The Ministry of Energy (SENER) announced that it will audit the legal separation of CFE’s subsidiaries. In 2016, SENER published the Terms for Legal Separation for the Federal Electricity Commission (TESL). The terms included that CFE would be submitted to an audit every four years by an independent entity chosen by SENER, and the expenses would be covered by CFE, making this a routine review.

According to the statement, no opportunity areas were encountered by the 2018 audit. With this experience and its presence on the board of CFE, its three boards for affiliated companies and its nine boards for subsidiaries, it is therefore ideally positioned to carry out the new audit, according to the announcement.

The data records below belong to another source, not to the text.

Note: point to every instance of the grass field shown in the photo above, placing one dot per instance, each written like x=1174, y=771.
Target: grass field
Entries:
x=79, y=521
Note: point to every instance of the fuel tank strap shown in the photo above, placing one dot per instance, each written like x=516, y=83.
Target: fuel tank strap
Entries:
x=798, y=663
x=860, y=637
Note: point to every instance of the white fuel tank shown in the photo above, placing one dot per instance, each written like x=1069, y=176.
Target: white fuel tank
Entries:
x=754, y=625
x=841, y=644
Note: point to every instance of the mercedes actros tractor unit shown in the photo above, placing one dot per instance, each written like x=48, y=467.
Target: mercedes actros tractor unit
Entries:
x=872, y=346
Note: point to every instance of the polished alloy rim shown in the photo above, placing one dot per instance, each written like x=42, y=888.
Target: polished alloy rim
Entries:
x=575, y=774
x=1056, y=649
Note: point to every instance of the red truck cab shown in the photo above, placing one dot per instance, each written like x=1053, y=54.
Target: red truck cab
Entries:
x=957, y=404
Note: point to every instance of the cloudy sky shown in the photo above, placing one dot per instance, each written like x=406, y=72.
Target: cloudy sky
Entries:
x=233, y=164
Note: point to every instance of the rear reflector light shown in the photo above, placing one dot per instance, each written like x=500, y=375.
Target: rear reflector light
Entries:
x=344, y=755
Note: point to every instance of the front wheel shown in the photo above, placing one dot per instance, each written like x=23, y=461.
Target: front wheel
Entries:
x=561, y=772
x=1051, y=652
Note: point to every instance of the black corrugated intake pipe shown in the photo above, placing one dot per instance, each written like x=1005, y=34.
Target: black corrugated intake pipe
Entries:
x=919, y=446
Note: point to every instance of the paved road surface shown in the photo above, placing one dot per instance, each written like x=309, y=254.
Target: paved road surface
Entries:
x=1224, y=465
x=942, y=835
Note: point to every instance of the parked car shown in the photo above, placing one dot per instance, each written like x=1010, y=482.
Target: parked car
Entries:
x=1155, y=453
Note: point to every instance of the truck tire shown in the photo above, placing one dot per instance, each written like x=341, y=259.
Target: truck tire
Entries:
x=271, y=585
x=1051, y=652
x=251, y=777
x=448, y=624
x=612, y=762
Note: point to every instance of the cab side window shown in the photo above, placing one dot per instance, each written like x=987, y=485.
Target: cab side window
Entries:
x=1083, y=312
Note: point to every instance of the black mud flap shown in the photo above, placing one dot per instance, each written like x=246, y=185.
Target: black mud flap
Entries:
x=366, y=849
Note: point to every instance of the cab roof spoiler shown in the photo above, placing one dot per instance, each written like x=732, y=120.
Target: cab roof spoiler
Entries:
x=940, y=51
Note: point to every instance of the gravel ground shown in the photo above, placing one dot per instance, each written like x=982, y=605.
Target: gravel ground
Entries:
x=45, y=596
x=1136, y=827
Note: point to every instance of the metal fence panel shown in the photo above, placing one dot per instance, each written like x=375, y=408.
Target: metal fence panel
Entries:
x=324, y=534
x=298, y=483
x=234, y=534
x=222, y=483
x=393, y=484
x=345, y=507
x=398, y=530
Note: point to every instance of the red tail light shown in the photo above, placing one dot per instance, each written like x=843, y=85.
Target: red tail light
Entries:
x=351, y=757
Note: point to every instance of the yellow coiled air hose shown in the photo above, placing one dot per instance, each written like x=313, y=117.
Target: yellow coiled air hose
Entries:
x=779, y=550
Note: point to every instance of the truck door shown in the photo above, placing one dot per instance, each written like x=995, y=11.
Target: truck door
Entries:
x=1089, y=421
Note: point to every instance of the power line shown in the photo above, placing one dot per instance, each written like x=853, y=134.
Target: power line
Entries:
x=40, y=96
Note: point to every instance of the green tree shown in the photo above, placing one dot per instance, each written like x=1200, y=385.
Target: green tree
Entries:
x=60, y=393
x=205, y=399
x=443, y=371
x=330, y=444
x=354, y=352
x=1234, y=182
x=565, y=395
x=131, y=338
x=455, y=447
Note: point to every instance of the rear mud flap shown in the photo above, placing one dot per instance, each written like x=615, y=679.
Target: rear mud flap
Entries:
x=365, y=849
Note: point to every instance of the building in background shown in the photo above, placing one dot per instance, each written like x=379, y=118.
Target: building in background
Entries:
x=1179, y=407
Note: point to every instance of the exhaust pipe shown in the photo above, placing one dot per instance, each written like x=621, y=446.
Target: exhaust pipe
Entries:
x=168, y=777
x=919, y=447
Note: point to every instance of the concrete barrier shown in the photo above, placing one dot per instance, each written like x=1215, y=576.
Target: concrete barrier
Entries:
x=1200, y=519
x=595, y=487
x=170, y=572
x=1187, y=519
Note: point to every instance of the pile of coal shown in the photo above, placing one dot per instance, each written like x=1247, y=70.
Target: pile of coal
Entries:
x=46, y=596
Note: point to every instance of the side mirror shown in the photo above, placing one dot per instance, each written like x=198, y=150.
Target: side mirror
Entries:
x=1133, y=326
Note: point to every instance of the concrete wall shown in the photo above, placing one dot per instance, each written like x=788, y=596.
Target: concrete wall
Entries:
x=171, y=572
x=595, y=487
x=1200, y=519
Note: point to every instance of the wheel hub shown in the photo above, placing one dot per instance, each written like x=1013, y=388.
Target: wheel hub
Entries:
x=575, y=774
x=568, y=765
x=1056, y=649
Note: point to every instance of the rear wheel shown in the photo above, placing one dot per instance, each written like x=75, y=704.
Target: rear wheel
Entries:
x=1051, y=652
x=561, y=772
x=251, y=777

However, in 2018,SENER stated that, while the 2018 audit did not find any relevant opportunities to improve decision-making, the SENER found irregularities in CFE’s portfolio while conducting TESL, though none warranted an audit. The main issues identified were that CFE did not guarantee efficient operations nor competitive participation in the electricity industry, as stipulated by the 2014 Energy Reform.

CFE said that the 2018 audit caused extra costs while it did not yield relevant findings, going against the state utility’s austerity policies.

As previously reported by MBN, the Mexican Institute for Competitiveness (IMCO) found CFE to be providing its partnering production companies with subsidies between those incurring losses with funds from those making gains, effectively distorting the financial and operational effectiveness of the company and its subsidiaries. These irregularities violated the 2016 Terms for Strict Legal Separation (TESL), so IMCO claims this may be curbing subsidiary incentives, hurting market competition and inflating consumer prices. Even though this does not alter CFE’s consolidated financial statements from an accounting perspective, it misrepresents the actual performance of each subsidiary company engaging in cross-transfers. According to IMCO, this had negative implications for the state utility’s transparency. On a grander scale it could also hurt market competition within the electricity market and may also be reducing available resources that could go towards continued investment in transmission and distribution networks.